Die Juden scheinen in der Antike ein Volk gewesen zu sein, dass sich gegen die Obrigkeit erhoben hat, bzw. sich vor ihren Unterdrückern aus dem Staub gemacht hat. Fortan scheint also das Judentum ein Symbol für Revolution und Aufstand gegen die Herrschenden geworden zu sein. Darum haben sich offenbar sehr viele Monarchen aller Jahrhunderte die Juden zum Feind auserkoren. Der Adel liebte seine Untertanen halt nur, solange sie ruhig und fügsam waren und sich leicht unterjochen und ausbeuten ließen. So wird z.B. vermutet, dass der Grund des Auszuges der Juden aus Ägypten in der Sklaverei zu suchen ist. Die Ägypter sind ja für ihren Pyramidenbau bekannt. Wahrscheinlich haben sie ihre Sklaven nicht gerade mit Samthandschuhen angefasst. Außerdem haben die Ägypter etliche Völker und Stämme unterworfen und unterjochten sie dementsprechend.

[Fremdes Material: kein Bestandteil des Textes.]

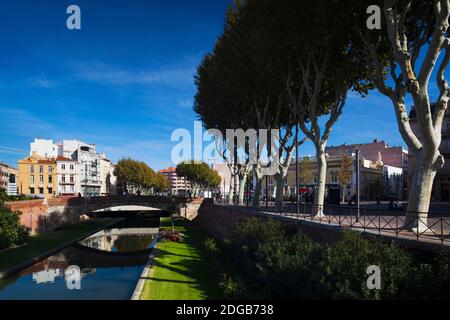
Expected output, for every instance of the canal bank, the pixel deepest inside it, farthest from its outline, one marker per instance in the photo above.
(44, 245)
(180, 270)
(110, 263)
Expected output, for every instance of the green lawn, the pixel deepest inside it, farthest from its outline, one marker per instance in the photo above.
(42, 243)
(180, 270)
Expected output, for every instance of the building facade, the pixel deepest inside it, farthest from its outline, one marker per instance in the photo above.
(68, 173)
(377, 150)
(80, 169)
(441, 186)
(8, 178)
(377, 180)
(178, 185)
(107, 177)
(37, 176)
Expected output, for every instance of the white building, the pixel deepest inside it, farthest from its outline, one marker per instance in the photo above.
(85, 171)
(107, 177)
(67, 173)
(45, 148)
(8, 176)
(225, 174)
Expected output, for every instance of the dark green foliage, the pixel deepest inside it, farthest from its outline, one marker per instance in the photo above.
(261, 260)
(11, 231)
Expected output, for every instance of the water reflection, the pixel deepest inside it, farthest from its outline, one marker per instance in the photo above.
(110, 263)
(121, 240)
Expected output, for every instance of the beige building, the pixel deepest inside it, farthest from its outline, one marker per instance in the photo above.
(376, 179)
(8, 177)
(441, 186)
(178, 185)
(37, 176)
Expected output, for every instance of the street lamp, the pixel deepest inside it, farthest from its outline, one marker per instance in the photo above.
(357, 184)
(297, 195)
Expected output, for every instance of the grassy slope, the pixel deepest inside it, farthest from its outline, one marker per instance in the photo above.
(180, 270)
(42, 243)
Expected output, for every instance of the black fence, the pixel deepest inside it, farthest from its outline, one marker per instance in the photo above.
(393, 222)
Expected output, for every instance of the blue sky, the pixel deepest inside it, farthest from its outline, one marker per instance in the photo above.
(125, 81)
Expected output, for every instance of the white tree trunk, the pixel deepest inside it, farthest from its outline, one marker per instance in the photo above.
(231, 192)
(236, 187)
(319, 197)
(242, 183)
(279, 178)
(425, 168)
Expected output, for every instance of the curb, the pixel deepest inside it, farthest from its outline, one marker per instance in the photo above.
(140, 284)
(47, 254)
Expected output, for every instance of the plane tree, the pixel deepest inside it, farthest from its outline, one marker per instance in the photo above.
(325, 63)
(411, 48)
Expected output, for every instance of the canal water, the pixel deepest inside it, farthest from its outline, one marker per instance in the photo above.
(106, 265)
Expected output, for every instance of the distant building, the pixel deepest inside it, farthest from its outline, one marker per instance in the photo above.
(376, 180)
(68, 173)
(178, 185)
(80, 169)
(392, 156)
(441, 186)
(107, 177)
(8, 177)
(225, 174)
(394, 160)
(37, 176)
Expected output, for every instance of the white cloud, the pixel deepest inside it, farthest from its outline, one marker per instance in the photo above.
(105, 74)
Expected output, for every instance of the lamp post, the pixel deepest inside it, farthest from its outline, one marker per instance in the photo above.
(357, 185)
(297, 195)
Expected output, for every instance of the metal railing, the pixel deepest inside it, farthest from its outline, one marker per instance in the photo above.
(416, 225)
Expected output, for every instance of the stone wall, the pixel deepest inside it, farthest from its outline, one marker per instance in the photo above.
(32, 212)
(219, 221)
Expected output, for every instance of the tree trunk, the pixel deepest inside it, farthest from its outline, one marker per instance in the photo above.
(319, 197)
(236, 187)
(231, 192)
(257, 192)
(279, 178)
(425, 168)
(242, 182)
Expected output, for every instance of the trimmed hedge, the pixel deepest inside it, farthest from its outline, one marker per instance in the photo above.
(261, 260)
(11, 231)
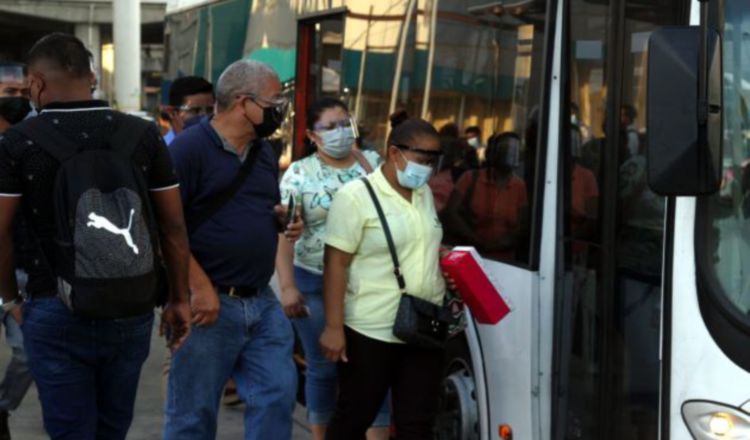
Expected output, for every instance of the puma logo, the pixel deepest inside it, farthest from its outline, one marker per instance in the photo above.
(99, 222)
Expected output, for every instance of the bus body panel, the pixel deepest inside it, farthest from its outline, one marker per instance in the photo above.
(507, 349)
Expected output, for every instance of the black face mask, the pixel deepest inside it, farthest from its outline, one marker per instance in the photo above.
(272, 118)
(14, 109)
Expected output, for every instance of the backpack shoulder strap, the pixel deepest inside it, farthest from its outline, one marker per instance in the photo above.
(388, 236)
(219, 200)
(127, 137)
(41, 132)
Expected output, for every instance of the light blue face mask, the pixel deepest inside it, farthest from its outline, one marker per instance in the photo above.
(337, 143)
(414, 176)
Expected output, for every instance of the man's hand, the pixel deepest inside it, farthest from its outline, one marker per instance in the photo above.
(293, 230)
(293, 302)
(205, 305)
(175, 323)
(333, 344)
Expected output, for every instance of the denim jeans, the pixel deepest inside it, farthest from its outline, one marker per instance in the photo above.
(321, 377)
(86, 371)
(17, 378)
(252, 343)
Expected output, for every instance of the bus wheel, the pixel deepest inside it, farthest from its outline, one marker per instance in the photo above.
(458, 416)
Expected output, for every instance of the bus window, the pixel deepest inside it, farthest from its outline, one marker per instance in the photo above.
(488, 75)
(728, 231)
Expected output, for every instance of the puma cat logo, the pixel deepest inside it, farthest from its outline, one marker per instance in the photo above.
(99, 222)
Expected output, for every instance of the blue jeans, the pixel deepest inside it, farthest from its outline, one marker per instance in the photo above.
(86, 371)
(321, 376)
(17, 378)
(252, 343)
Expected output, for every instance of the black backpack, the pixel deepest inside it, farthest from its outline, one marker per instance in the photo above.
(106, 248)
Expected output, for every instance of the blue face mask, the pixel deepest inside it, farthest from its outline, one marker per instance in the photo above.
(414, 176)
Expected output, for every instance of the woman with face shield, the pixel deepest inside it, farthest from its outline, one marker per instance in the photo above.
(488, 207)
(362, 294)
(312, 183)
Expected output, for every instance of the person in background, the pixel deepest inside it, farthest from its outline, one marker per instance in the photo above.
(86, 370)
(240, 329)
(313, 183)
(488, 208)
(361, 294)
(473, 136)
(628, 115)
(190, 98)
(14, 108)
(451, 140)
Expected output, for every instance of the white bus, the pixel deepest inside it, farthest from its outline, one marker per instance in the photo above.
(630, 311)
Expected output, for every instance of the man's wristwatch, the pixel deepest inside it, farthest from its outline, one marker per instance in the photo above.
(11, 305)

Bei Pharao Echnaton oder den Persern diente der Gott der Stabilisierung der Macht. Dagegen wurde mit dem Auszug der Juden aus Ägypten ein Gott anerkannt, der sich "der Elenden erbarmt“. Daraus resultierte für Israel Herrschaftskritik und Sozialgesetze zum Schutz von Fremden und Schwachen. So einen Gott für Unterdrückte gab es im ganzen Orient nicht. Und das musste natürlich zwangsläufig die ägyptische Obrigkeit, und mit ihr wohl alle Obrigkeiten aller Zeiten, auf den Plan rufen. Darum ist die Judenfeindlichkeit in meinen Augen eigentlich eher auf machtpolitische, gesellschaftspolitische, soziale und juristische Aspekte, als auf religiöse Differenzen zurückzuführen.

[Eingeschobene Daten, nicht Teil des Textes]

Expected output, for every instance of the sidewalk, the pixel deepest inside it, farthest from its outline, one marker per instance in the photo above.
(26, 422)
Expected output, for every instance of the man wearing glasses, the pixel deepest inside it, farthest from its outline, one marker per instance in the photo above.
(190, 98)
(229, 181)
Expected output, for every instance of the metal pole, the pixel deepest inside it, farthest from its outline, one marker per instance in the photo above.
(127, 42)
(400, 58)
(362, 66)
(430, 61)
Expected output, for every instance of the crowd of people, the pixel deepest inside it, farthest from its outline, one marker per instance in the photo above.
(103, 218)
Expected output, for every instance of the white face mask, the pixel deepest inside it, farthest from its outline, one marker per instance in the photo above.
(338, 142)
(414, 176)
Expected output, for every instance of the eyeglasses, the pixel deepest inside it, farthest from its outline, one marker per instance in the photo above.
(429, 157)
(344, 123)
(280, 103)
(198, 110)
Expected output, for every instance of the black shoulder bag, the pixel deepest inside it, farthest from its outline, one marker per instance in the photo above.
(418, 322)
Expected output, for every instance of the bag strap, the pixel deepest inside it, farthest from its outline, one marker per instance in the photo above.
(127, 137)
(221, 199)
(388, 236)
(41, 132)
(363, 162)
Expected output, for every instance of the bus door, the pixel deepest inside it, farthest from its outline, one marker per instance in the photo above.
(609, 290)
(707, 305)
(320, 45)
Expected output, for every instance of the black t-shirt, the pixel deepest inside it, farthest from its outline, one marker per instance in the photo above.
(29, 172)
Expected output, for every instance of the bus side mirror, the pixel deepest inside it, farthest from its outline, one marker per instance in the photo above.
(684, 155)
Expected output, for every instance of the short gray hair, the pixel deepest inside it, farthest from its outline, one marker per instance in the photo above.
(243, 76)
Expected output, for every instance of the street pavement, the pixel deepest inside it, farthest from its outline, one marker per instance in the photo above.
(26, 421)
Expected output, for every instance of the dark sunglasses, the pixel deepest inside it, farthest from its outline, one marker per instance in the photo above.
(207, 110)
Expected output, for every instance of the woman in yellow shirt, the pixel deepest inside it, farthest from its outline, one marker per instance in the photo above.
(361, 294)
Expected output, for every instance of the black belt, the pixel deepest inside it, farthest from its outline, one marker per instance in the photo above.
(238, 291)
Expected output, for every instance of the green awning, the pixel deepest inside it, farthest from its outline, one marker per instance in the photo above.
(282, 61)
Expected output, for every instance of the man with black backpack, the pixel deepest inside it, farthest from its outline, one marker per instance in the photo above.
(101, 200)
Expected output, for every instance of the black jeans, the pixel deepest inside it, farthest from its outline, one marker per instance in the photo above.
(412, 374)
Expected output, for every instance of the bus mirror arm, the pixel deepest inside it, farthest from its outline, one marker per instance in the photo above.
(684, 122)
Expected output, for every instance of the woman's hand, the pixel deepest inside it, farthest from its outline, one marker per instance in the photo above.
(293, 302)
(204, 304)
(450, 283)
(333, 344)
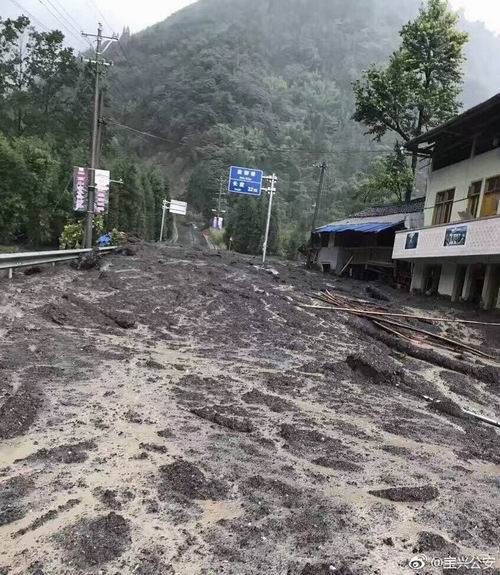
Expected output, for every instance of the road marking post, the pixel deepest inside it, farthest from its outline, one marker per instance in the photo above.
(272, 190)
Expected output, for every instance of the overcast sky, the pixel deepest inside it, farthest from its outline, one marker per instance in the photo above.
(84, 14)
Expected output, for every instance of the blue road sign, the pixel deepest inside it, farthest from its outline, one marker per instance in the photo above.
(245, 181)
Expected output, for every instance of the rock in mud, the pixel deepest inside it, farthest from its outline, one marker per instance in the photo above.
(337, 464)
(241, 424)
(12, 493)
(150, 562)
(185, 479)
(71, 453)
(407, 494)
(94, 542)
(374, 293)
(428, 541)
(18, 412)
(374, 366)
(88, 261)
(276, 404)
(448, 407)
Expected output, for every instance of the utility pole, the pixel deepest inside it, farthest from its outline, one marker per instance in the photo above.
(272, 189)
(323, 168)
(94, 153)
(164, 207)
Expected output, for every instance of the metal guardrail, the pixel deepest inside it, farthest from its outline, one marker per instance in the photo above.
(27, 259)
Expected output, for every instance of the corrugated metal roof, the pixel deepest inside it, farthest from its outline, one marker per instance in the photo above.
(486, 109)
(368, 228)
(416, 205)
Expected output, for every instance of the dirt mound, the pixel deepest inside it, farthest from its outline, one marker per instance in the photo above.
(12, 493)
(274, 489)
(112, 498)
(306, 441)
(428, 541)
(374, 366)
(274, 403)
(71, 453)
(213, 414)
(93, 542)
(88, 261)
(337, 464)
(18, 411)
(150, 562)
(185, 479)
(407, 494)
(49, 516)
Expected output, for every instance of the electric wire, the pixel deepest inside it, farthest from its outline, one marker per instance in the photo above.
(58, 19)
(251, 149)
(33, 18)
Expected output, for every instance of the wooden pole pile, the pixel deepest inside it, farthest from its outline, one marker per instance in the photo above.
(401, 328)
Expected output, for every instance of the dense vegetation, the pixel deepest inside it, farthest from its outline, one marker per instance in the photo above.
(45, 111)
(267, 83)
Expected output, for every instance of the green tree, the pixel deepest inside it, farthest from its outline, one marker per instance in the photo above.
(387, 179)
(37, 74)
(420, 86)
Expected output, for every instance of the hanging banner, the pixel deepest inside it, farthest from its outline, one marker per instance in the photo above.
(217, 223)
(80, 189)
(101, 203)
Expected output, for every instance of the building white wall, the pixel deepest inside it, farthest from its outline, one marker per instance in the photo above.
(460, 176)
(447, 279)
(483, 240)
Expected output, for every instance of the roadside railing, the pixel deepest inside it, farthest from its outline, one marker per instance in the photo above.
(15, 260)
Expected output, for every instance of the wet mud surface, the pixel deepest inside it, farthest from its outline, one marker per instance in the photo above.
(177, 413)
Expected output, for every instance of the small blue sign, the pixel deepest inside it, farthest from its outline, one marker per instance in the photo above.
(246, 181)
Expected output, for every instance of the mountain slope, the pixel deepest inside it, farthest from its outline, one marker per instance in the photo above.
(267, 83)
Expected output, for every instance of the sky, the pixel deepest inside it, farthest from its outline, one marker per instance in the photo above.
(115, 14)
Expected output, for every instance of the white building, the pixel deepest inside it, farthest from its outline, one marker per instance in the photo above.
(457, 251)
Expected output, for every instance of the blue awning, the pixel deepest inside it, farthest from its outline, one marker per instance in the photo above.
(369, 228)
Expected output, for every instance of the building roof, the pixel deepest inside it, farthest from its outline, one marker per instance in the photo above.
(366, 228)
(378, 218)
(411, 207)
(462, 125)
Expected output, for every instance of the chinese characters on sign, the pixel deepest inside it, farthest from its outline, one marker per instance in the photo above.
(80, 189)
(101, 203)
(246, 181)
(455, 236)
(81, 179)
(411, 241)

Ein wichtiger Aspekt für die Judenfeindlichkeit scheint der Neid auf die Juden zu sein. Die Juden waren offensichtlich immer schon gute Geschäftsleute, die es verstanden, sich Reichtum und einen angenehmen Lebenswandel zu verschaffen. Dies lag unter anderem daran, dass sie nicht an dem althergebrachten festhielten, sondern ihren Blick nach vorne orientierten und offen für fortschrittliche Ideen waren. Andererseits gab es natürlich immer wieder Menschen, die neidisch auf diesen Wohlstand der Juden waren, selbst wenn sie selber sehr vermögend waren. Aber gerade die bekommen ja bekanntlich den Hals nicht voll genug.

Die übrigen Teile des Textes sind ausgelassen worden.